14.1.16

BANDIDOS NÃO MERECEM BENEFÍCIOS OU A SIMPLICIDADE ACIMA DE TUDO

CARLOS CHAGAS -


Perguntaram a Milton Campos porque havia perdido para João Goulart as eleições para vice-presidente da República, em 1960. Até que o velho professor de democracia se explicasse, mil versões corriam o país, a mais verdadeira delas de que havia sido traído por seu companheiro de chapa, Jânio Quadros, que na surdina estimulara a dobradinha “Jan-Jan”. Naqueles idos, mesmo apresentados em conjunto, os candidatos a presidente e vice eram votados em separado.
A explicação do dr. Milton foi a mais simples possível, apresentada com humor: “perdi porque o Jango teve mais votos do que eu...”

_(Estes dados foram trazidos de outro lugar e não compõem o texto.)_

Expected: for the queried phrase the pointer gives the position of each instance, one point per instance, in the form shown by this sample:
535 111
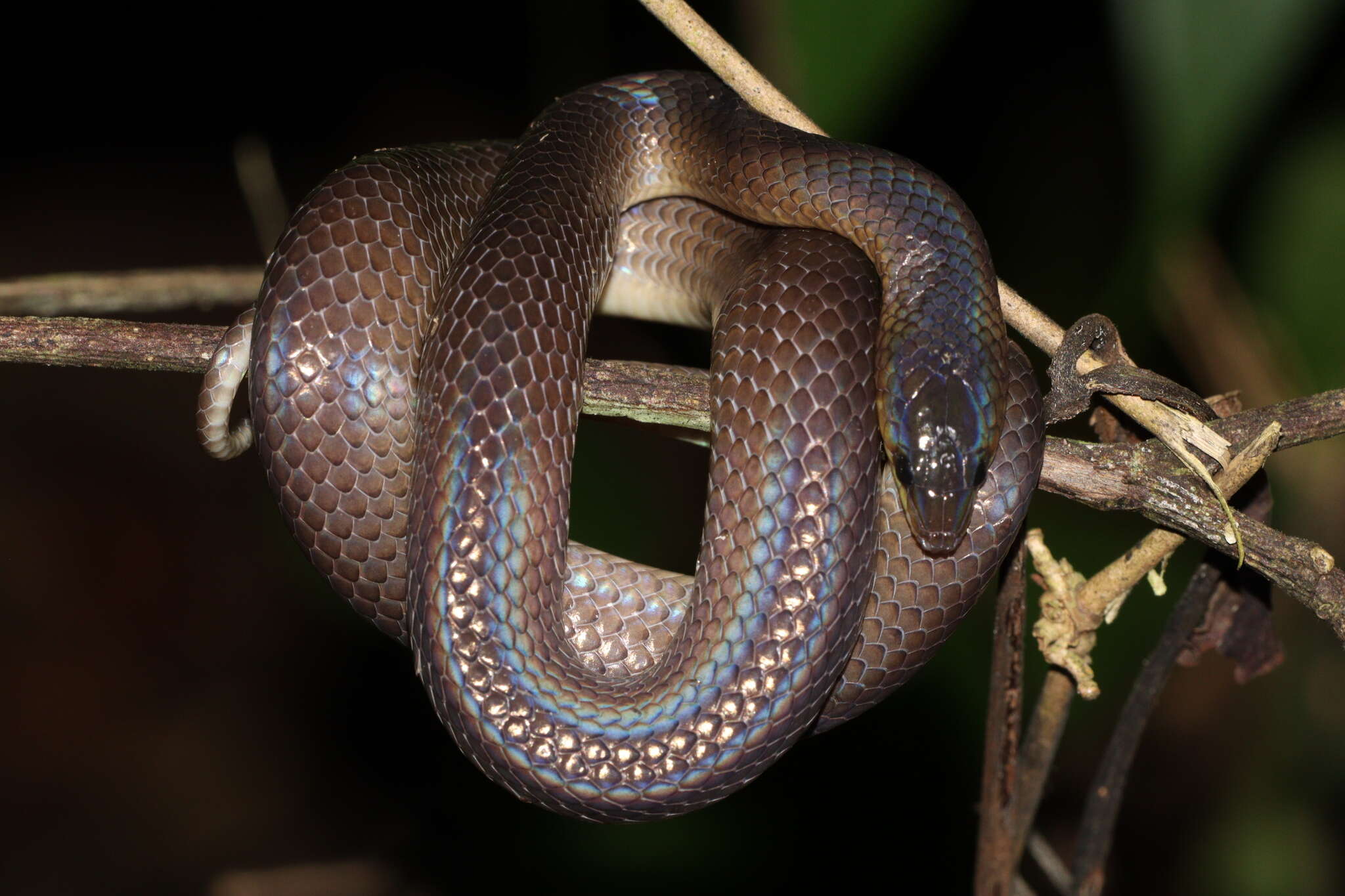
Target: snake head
939 454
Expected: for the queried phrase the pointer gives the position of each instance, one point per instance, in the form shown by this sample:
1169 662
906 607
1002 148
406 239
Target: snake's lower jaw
938 519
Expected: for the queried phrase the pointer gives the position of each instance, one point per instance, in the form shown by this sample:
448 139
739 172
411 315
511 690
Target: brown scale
337 350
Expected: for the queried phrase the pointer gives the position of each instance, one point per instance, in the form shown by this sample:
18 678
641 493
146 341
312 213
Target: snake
414 377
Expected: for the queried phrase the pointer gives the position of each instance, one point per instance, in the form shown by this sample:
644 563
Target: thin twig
1109 785
1136 477
996 861
728 64
136 292
1040 744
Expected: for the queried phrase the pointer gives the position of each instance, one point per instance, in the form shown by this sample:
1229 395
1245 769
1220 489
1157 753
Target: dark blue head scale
940 452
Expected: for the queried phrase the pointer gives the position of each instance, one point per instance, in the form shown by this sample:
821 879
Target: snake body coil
416 360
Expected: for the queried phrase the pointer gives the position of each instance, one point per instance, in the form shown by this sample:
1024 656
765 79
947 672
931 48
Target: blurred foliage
192 712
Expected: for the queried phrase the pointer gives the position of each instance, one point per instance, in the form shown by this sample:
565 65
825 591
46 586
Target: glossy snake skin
414 372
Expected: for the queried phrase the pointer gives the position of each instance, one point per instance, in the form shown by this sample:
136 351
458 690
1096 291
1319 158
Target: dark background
187 708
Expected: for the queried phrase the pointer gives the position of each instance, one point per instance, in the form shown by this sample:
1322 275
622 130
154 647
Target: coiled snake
414 375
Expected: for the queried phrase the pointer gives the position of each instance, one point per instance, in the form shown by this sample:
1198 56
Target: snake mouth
938 519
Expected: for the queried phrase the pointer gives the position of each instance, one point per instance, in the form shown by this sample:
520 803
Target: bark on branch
1143 477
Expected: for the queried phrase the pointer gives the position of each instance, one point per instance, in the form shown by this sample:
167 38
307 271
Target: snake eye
903 471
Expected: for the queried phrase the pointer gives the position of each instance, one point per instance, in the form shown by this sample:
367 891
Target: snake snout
938 517
943 464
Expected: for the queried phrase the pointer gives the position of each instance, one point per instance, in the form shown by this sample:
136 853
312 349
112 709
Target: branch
139 291
1110 477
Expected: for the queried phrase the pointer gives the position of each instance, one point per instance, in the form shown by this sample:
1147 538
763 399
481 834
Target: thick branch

Falta simplicidade hoje, nessa lambança em que se transformou a política nacional. Desde a criação da delação premiada que ex-presidentes da República, ex-ministros, ministros e agora até Madame, além de deputados e senadores aos montes, sem esquecer governadores, vem sendo citados como envolvidos em atos de corrupção. Todos os dias a Polícia Federal, o Ministério Público e até tribunais fazem vazar para a imprensa listas cada vez maiores de políticos citados pelos delatores, num verdadeiro festival de acusações, muitas até conflitantes. Não há necessidade de apresentarem provas. A vantagem fica com os bandidos já condenados pelos próprios crimes porque recebem benefícios de redução das penas e de prisão domiciliar na medida em que mais importantes personagens venham a acusar.

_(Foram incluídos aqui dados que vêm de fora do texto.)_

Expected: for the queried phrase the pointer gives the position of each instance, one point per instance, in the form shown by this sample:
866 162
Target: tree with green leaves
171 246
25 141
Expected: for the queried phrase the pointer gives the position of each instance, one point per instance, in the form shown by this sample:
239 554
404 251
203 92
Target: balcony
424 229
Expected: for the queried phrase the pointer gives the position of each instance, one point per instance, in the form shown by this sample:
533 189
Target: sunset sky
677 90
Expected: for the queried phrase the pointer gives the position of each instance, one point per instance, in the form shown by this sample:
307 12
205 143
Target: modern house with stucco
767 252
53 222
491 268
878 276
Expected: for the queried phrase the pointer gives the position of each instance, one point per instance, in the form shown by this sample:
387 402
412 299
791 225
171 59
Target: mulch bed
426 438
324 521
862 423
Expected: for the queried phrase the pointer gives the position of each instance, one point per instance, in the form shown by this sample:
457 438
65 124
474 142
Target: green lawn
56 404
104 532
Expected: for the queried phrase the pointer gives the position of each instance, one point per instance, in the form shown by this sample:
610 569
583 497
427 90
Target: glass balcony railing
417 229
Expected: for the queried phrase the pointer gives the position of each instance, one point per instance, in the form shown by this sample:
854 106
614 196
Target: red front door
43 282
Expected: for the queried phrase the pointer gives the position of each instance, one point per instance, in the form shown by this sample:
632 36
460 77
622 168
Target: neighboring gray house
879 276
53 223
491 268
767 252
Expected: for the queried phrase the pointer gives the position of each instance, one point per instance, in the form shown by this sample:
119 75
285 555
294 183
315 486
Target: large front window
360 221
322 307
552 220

Dizem a observação e a natureza das coisas que a maior parte dos denunciados terá mesmo metido a mão em dinheiros públicos, tráfico de influência e prestação de serviços vergonhosos. Cabe às estruturas de informação apurar a veracidade do que é referido sem a necessidade de provas, coisa que demanda tempo. Há algo de errado nessa equação, abrindo-se a hipótese da existência de delatores mentirosos ou dispostos a vingar-se de inimigos, desafetos ou antigos sócios. Nesse aspecto é que a lei precisaria mudar.

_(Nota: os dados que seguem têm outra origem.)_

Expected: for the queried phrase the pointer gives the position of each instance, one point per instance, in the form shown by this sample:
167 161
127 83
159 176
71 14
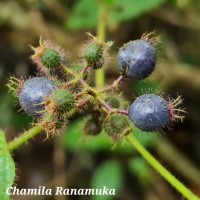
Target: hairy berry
137 59
113 101
33 94
50 58
94 55
149 112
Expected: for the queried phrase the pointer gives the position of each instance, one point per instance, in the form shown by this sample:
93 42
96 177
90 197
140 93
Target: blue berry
33 94
137 59
149 112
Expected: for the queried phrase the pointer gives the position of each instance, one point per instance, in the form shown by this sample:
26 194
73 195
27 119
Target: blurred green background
73 160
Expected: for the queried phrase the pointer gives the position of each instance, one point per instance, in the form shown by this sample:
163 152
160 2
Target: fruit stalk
18 141
162 170
101 34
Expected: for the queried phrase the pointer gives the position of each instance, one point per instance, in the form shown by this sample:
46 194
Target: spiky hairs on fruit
113 101
150 112
92 128
117 126
33 93
94 52
137 59
50 58
48 55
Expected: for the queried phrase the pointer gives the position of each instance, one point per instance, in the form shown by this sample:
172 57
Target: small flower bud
117 126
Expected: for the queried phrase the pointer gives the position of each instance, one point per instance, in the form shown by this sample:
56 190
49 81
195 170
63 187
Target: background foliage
73 160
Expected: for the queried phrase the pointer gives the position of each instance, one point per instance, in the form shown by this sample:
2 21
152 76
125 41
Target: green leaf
110 175
7 168
74 138
140 168
84 15
85 12
126 10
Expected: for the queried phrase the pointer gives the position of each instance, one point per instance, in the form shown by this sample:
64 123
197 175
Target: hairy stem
18 141
162 170
101 34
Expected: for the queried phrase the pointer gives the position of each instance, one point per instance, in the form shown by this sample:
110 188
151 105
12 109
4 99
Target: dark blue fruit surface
137 59
34 92
149 112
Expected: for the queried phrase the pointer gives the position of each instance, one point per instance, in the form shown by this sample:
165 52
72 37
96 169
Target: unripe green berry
78 68
50 58
117 126
93 54
113 101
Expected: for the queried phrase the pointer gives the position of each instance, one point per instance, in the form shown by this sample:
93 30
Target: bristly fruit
113 101
117 126
50 58
137 59
33 93
94 52
150 112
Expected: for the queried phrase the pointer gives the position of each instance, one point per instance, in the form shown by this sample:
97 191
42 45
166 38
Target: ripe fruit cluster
62 90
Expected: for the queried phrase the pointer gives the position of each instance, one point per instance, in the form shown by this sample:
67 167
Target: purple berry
137 59
149 112
33 94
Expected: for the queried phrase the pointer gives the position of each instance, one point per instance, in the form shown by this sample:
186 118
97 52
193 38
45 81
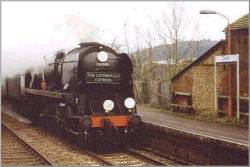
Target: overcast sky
31 30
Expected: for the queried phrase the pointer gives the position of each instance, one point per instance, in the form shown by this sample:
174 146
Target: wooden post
230 101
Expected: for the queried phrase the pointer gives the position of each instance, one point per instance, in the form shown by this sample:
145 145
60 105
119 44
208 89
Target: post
215 85
230 100
238 88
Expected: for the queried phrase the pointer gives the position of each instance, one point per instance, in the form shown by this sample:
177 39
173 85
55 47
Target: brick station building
193 87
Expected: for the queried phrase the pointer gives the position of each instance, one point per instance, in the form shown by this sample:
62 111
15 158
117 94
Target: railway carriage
86 92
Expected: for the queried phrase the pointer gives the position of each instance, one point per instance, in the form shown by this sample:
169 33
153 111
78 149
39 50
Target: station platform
214 130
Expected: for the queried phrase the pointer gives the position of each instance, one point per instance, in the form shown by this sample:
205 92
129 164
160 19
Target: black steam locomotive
86 92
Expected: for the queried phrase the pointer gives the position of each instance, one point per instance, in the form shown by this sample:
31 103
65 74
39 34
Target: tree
172 28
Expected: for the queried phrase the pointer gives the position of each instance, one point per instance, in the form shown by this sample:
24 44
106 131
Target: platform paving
215 130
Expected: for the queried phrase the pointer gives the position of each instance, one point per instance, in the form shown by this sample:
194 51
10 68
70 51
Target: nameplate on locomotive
103 77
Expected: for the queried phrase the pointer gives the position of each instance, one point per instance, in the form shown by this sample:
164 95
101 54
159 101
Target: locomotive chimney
86 44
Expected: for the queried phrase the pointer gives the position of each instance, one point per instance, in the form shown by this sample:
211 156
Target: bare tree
172 29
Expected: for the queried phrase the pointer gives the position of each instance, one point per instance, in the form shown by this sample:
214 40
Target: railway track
55 149
61 152
16 151
131 157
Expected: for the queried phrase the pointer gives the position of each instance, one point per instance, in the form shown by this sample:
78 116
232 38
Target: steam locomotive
86 92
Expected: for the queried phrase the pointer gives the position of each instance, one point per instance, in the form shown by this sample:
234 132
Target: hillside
196 49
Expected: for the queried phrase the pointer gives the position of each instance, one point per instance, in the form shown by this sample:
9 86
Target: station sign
227 58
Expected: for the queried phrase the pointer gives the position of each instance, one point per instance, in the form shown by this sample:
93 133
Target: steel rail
99 158
28 145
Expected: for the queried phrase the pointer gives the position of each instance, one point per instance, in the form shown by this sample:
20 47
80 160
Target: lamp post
229 106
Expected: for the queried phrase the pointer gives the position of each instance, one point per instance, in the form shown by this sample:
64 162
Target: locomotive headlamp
102 56
108 105
129 103
87 121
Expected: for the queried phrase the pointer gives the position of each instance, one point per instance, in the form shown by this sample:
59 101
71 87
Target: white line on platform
223 138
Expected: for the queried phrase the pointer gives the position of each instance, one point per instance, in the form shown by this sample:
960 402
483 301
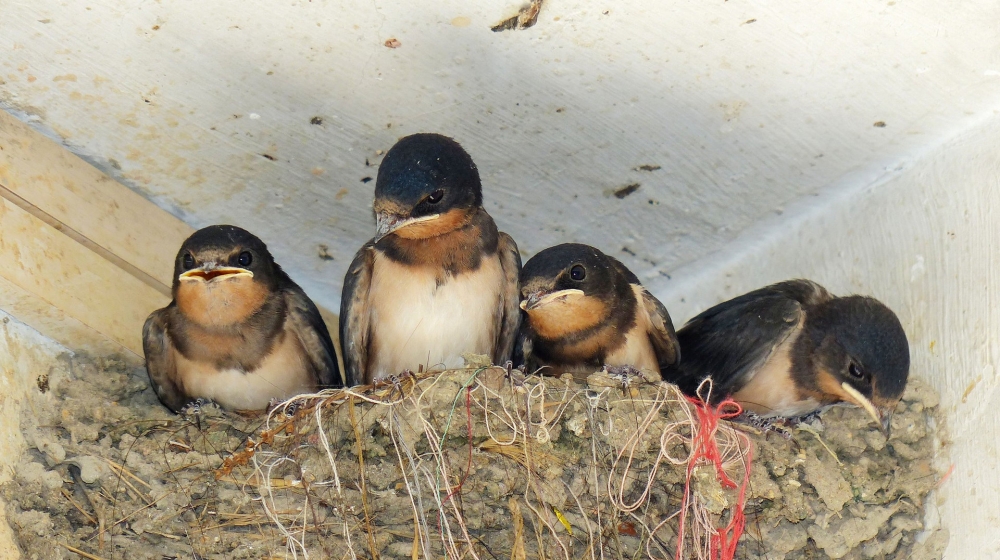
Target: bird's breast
281 374
421 318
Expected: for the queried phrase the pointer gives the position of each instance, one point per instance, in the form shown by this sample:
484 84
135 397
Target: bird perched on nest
584 309
438 280
239 331
791 348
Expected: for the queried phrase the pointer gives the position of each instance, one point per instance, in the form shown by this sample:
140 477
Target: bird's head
570 288
222 274
427 185
863 354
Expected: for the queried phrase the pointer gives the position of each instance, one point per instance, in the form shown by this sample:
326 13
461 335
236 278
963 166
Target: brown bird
438 280
792 348
584 310
238 331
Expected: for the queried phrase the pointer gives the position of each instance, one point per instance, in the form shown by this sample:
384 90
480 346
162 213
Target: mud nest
474 463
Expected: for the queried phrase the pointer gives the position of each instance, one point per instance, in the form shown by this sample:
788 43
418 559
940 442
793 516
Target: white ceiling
745 106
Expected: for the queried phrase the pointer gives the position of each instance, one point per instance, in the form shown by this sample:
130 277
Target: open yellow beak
386 223
208 274
539 299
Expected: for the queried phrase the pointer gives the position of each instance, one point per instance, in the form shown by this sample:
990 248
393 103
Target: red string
722 543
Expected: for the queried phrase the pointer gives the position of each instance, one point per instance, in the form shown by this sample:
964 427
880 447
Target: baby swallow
584 309
238 331
438 280
790 349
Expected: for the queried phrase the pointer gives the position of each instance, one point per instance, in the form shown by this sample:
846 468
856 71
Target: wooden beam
66 291
68 193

Primeiro retirando qualquer vantagem dos delatores enquanto não comprovadas as delações. Depois, dar à Justiça prazo fatal e curto para aceitar as denúncias, quando os denunciados deveriam ser afastados das funções que porventura ocupem e impedidos de ocupar outras, eleitorais ou não. Ou receber desculpas do poder público. Por fim, duplicar as penas daqueles flagrados mentindo ou inventando delações.
O que não dá para aceitar é essa enxurrada de acusações verdadeiras ou falsas que inundam o país. Inexiste a figura do cidadão mais ou menos criminoso. Se é, pau nele! Se não é, aplicar o mesmo instrumento no mentiroso. As instituições só perdem nesse emaranhado de denúncias e suposições, por enquanto capazes de beneficiar apenas os declaradamente bandidos.